Now the number of legal abortions in England and Wales is almost 215,000 per year. They show no signs of abating despite (or perhaps because of) decades of sex education, the ready availability of contraceptives and the ‘morning-after pill’. Many abortions today are performed with little medical intervention, through the use of ‘pills by mail’. And this enormous action – which, in my opinion, destroys a human life – may very soon be freed from all further legal restrictions. A planned amendment to the Criminal Justice Bill, which has broad support among MPs, would abolish sections 58 and 59 of the Offenses Against the Person Act 1861 plus the Infant Life (Preservation) Act 1929. The result would be that ‘no criminal offense is committed by a woman acting in connection with her own pregnancy’.

Even some liberals think this goes too far. I think it’s a warning of how far assisted dying will go if we let it happen. Sir Keir Starmer promises what is called a free vote. That is, a situation in which MPs do not have to tell voters what they intend to do before they do it. But they are under enormous pressure from liberal conformism to support assisted dying.

There is another worrying aspect. Until recently, abortion advocates at least claimed to think that throwing away an unborn person was bad and should be unusual. Its American supporters, most notably Bill and Hillary Clinton, proclaimed in the 1990s that their goal was to make abortion “safe, legal… and rare.”

Interestingly, modern feminist abortion advocates reject any suggestion that abortion should be “rare.” Amelia Bonow, co-founder of the pro-abortion rights group Shout Your Abortion, has said: “I can’t think of a less compelling way to argue for something than to say it should be rare.
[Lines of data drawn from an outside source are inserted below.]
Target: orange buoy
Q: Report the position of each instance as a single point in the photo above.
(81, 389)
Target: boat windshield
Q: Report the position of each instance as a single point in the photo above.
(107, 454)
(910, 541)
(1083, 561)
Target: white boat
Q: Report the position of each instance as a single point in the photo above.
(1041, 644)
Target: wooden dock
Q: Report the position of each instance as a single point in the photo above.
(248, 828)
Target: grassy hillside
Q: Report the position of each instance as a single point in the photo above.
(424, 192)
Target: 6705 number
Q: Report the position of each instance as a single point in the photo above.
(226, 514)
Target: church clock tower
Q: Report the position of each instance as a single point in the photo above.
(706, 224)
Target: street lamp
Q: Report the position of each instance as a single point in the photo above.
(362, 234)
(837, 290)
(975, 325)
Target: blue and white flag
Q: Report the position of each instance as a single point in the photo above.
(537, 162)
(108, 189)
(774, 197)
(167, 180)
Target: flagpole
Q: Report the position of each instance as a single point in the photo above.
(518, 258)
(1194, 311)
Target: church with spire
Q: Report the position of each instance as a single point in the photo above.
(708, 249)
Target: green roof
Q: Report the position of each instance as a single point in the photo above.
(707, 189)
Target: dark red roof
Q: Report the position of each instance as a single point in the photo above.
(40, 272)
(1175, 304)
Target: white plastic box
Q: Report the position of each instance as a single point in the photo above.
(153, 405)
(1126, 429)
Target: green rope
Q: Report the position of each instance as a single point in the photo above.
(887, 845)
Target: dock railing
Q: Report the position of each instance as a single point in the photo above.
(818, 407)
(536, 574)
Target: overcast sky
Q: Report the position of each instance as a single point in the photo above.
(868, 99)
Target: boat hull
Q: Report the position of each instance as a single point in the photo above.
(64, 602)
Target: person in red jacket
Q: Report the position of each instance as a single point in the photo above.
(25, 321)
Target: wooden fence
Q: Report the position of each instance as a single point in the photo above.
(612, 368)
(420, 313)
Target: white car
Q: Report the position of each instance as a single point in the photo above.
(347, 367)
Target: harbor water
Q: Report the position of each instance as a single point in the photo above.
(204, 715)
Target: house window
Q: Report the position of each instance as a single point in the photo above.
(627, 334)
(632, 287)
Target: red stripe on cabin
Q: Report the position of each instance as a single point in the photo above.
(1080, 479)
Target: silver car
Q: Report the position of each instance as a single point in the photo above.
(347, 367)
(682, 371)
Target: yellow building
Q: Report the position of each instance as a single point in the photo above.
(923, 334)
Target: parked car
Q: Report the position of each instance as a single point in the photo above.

And anyone who uses that term assumes abortion is a bad thing.” In 2012, the US Democratic Party removed the word “rare” from the abortion section of its official policy platform.

I suspect that in the case of abortion and assisted dying we are dealing with something much deeper than compassion for suffering. A new anti-religion, the belief that, above all, we must have control over our own bodies, has burst into the space created by the death of Christianity. You’ll hear it all the time when discussing any modern issue, from drug use and abortion to the transgender movement: “What right do you have to tell me what to do with my own body?”

But in many cases, those who hold this view are putting themselves at risk, through medications or invasive medical procedures that they may one day regret. The losers in almost all these cases are the immediate families of those involved. The law and society will no longer support them in their pleas.

This adds weight to the warnings of those who say assisted dying in this country will quickly copy Canada’s frightening system. In 2022, that country ended the lives of 13,200 people per year, 4.1 percent of annual deaths.

The unborn baby has a shortage of defenders when the case for abortion is made. He or she has no voice and is considered by many abortion advocates as not yet human. But how much of a voice will the chronically ill have if it becomes legal to eradicate them?

Many feel guilty about the burden they place on their loved ones. As a society, we are seriously failing to provide the palliative end-of-life care that would surely be the best response to the needless suffering that so many endure in their final months.

But I think it’s even worse than that. These changes are a retreat from Christian civilization to a brave new world where anyone who stands in the way becomes disposable.

We have dehumanized the unwanted unborn and are about to dehumanize the awkward old and sick. Who’s next?